Bernard Chan just doesn't get it. Of course he wouldn't. He lives in a cloistered world far removed from the thinking of ordinary Hongkongers. As an executive councillor, he advises the chief executive on important policies. But what he wrote in this newspaper last week showed how clueless top advisers like him are regarding the way Hongkongers think. He slammed the people for suspecting collusion when the government gave New World Development exclusive rights to upgrade the Tsim Sha Tsui waterfront promenade without a public tender or proper consultation. New World is no doubt best suited for the upgrade, given its long association with the promenade, but can Chan blame people for being suspicious when they feel the government has allowed a handful of tycoons to control virtually every aspect of their lives? The fact that Chan can't comprehend the suspicion explains why there is now such a big divide between those who govern and the governed. He asks why everyone is making such a big deal about
The Avenue of Stars
the Avenue of Stars upgrade when no one cared about the government allowing Swire Properties to enhance Wan Chai's Star Street with street lights and greening. Is he for real? When policy advisers equate lamps on a back street with a major overhaul that would shut down Hong Kong's prime harbourfront for three years, we're in trouble. Chan mocks the people for suspecting collusion and wonders why they haven't focused instead on valid issues, such as an enhanced harbourfront attracting an even bigger flood of mainlanders. He's right about a swelling crowd. A revamped promenade with added attractions and easy access to new hotels and shopping malls would turn our harbourfront into another Mong Kok. But why ask the people to make an issue of it when he, as an Exco member, is far better able to do so? He knows that if the people protested, they would be accused of fuelling anti-mainland sentiment. As a policy adviser, he is totally clueless about public perception.

Baffling - that is the only way to describe the mainland media's bashing of tycoon Li Ka-shing. Public Eye won't even try to guess the reason behind the bizarre attack.
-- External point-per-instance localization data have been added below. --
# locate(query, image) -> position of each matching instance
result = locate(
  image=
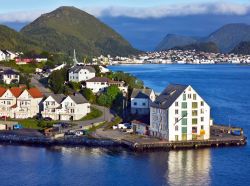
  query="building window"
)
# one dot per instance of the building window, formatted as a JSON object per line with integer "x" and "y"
{"x": 194, "y": 112}
{"x": 194, "y": 121}
{"x": 194, "y": 96}
{"x": 176, "y": 128}
{"x": 184, "y": 113}
{"x": 194, "y": 130}
{"x": 184, "y": 105}
{"x": 184, "y": 121}
{"x": 184, "y": 97}
{"x": 194, "y": 105}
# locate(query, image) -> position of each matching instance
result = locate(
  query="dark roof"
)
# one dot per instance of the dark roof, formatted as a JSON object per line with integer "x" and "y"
{"x": 77, "y": 68}
{"x": 10, "y": 72}
{"x": 78, "y": 98}
{"x": 168, "y": 96}
{"x": 141, "y": 93}
{"x": 142, "y": 120}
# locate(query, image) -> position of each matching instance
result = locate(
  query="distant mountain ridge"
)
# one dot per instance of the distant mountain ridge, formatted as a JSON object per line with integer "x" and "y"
{"x": 66, "y": 29}
{"x": 226, "y": 38}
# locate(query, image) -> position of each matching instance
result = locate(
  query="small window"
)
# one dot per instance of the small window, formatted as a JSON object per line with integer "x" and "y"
{"x": 194, "y": 121}
{"x": 194, "y": 96}
{"x": 176, "y": 128}
{"x": 202, "y": 118}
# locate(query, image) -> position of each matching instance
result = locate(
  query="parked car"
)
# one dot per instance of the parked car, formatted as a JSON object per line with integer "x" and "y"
{"x": 47, "y": 119}
{"x": 5, "y": 117}
{"x": 79, "y": 133}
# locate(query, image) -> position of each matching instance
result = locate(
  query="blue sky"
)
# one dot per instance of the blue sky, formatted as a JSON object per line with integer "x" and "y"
{"x": 26, "y": 5}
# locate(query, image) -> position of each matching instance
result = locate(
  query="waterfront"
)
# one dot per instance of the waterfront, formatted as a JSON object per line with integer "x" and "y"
{"x": 226, "y": 89}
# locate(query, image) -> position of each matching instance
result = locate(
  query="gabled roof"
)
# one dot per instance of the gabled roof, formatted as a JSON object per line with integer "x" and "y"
{"x": 35, "y": 93}
{"x": 141, "y": 93}
{"x": 10, "y": 72}
{"x": 58, "y": 97}
{"x": 16, "y": 91}
{"x": 99, "y": 79}
{"x": 78, "y": 98}
{"x": 2, "y": 91}
{"x": 168, "y": 96}
{"x": 77, "y": 68}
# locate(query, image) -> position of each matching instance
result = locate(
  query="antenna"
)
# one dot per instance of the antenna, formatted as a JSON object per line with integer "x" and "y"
{"x": 74, "y": 58}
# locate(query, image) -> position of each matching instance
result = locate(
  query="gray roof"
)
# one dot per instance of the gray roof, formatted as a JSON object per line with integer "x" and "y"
{"x": 78, "y": 98}
{"x": 77, "y": 68}
{"x": 58, "y": 97}
{"x": 168, "y": 96}
{"x": 141, "y": 93}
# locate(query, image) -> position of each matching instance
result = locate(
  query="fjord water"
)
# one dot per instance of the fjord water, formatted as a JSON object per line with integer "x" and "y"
{"x": 225, "y": 87}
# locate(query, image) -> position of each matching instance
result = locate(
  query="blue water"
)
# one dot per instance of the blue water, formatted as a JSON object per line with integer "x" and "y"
{"x": 225, "y": 87}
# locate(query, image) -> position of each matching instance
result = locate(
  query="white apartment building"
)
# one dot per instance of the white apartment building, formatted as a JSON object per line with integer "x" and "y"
{"x": 141, "y": 100}
{"x": 61, "y": 107}
{"x": 180, "y": 114}
{"x": 81, "y": 73}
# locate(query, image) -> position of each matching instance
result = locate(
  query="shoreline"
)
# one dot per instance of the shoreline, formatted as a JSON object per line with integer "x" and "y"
{"x": 109, "y": 143}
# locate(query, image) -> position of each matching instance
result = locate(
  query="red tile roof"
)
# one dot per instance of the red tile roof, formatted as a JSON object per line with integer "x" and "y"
{"x": 35, "y": 93}
{"x": 2, "y": 91}
{"x": 16, "y": 91}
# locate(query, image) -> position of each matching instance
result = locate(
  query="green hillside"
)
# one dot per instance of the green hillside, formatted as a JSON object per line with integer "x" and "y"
{"x": 69, "y": 28}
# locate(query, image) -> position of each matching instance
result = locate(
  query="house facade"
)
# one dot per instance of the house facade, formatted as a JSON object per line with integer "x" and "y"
{"x": 141, "y": 100}
{"x": 99, "y": 84}
{"x": 180, "y": 114}
{"x": 20, "y": 103}
{"x": 9, "y": 76}
{"x": 61, "y": 107}
{"x": 79, "y": 73}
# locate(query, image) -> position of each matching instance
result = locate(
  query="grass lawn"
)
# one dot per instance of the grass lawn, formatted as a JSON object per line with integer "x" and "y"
{"x": 95, "y": 113}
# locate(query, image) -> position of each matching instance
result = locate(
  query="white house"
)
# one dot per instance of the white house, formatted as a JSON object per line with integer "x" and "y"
{"x": 80, "y": 73}
{"x": 20, "y": 103}
{"x": 61, "y": 107}
{"x": 9, "y": 76}
{"x": 179, "y": 113}
{"x": 141, "y": 100}
{"x": 98, "y": 84}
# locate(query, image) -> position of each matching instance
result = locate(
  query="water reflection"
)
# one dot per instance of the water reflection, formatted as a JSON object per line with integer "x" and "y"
{"x": 189, "y": 167}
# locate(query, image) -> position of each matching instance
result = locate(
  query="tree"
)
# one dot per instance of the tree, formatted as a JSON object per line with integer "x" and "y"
{"x": 89, "y": 95}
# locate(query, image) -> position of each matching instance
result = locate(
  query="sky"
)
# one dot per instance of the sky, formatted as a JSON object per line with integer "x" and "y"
{"x": 144, "y": 23}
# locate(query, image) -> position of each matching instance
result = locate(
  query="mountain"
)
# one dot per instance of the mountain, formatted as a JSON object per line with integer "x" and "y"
{"x": 202, "y": 47}
{"x": 229, "y": 36}
{"x": 12, "y": 40}
{"x": 173, "y": 40}
{"x": 69, "y": 28}
{"x": 242, "y": 48}
{"x": 226, "y": 38}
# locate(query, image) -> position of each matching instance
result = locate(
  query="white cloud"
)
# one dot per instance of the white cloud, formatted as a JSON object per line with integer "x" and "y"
{"x": 139, "y": 12}
{"x": 172, "y": 10}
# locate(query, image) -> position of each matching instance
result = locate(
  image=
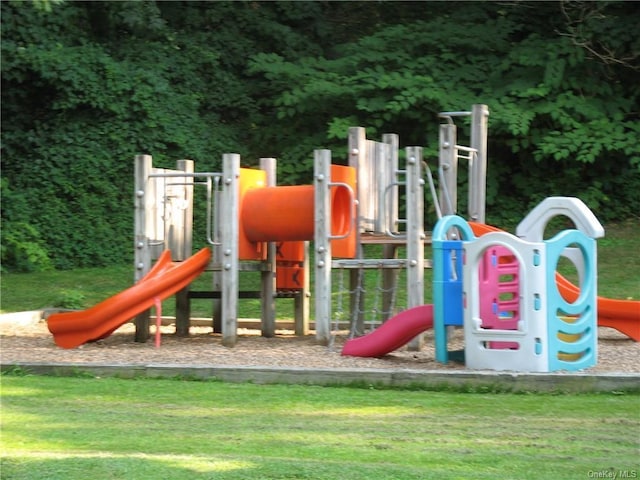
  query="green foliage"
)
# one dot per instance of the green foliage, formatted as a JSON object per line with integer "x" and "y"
{"x": 71, "y": 299}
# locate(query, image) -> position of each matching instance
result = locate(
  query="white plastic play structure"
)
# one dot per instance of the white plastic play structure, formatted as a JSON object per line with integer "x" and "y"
{"x": 540, "y": 331}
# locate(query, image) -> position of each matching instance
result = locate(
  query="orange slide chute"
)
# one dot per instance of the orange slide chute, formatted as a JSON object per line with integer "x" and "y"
{"x": 621, "y": 315}
{"x": 72, "y": 329}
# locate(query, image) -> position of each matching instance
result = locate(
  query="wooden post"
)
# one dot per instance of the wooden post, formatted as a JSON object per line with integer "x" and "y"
{"x": 229, "y": 247}
{"x": 268, "y": 276}
{"x": 301, "y": 301}
{"x": 415, "y": 234}
{"x": 448, "y": 167}
{"x": 478, "y": 174}
{"x": 184, "y": 249}
{"x": 322, "y": 178}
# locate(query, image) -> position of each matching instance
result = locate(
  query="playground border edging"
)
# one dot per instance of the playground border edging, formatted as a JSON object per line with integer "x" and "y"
{"x": 476, "y": 381}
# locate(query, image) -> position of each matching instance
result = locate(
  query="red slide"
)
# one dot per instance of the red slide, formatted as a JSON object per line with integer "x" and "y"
{"x": 392, "y": 334}
{"x": 72, "y": 329}
{"x": 622, "y": 315}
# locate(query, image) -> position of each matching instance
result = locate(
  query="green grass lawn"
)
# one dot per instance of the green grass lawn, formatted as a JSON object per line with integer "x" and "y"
{"x": 108, "y": 428}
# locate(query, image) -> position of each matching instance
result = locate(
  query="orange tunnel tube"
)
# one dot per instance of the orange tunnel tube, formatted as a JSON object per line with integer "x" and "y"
{"x": 287, "y": 213}
{"x": 278, "y": 214}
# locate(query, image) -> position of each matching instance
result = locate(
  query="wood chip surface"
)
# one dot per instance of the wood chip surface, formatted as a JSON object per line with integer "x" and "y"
{"x": 34, "y": 343}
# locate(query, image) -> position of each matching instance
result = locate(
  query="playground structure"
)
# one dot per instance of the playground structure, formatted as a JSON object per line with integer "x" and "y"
{"x": 252, "y": 225}
{"x": 513, "y": 314}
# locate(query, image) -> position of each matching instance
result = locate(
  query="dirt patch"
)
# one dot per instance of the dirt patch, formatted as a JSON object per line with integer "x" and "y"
{"x": 34, "y": 343}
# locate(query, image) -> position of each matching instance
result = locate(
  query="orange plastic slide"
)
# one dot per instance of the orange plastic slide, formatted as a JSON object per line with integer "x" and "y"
{"x": 622, "y": 315}
{"x": 72, "y": 329}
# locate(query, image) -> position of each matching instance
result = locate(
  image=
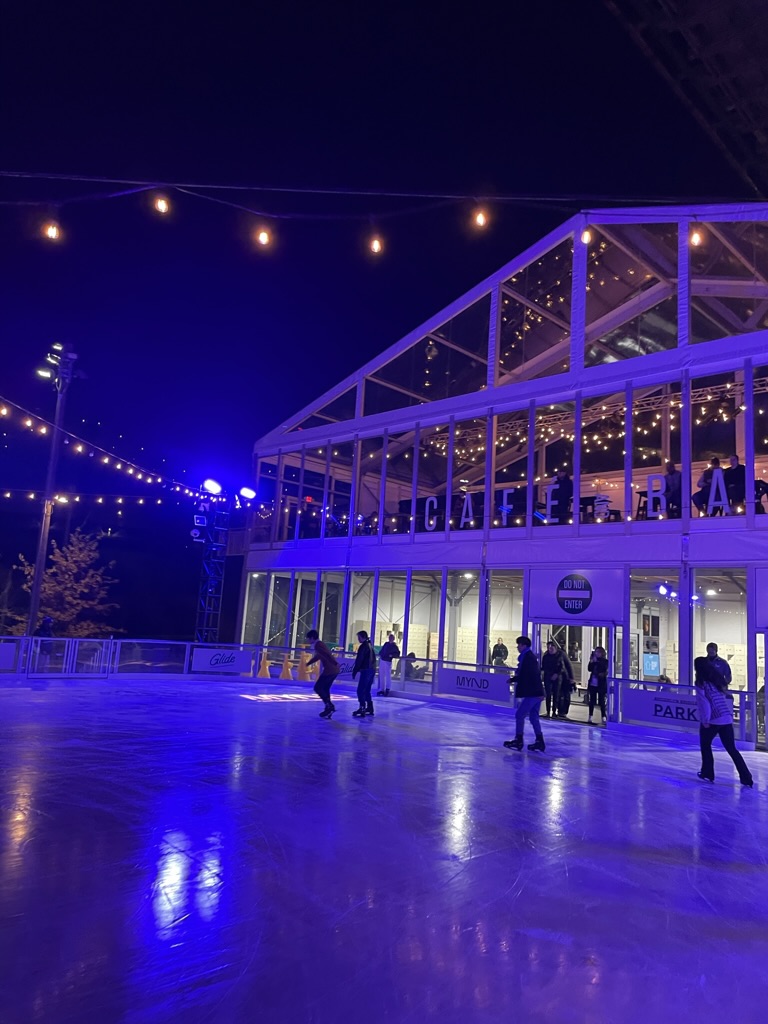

Sometimes, it's best to scratch your head from the sidelines when you are not privy to what is going on inside the highest corridors of power. But Li, once admired as a "Superman" for rising from a humble maker of plastic flowers to the giddy heights of a tycoon who heads a global empire, must be feeling abandoned and unloved. Many Hongkongers who used to worship him now accuse him of property hegemony. Some mainland state media have gone further, accusing him of cutting and running from a weakening Chinese economy where past privileges had allowed him to make billions. So who will Hongkongers side with - a local tycoon many now mock or the Chinese communists many despise?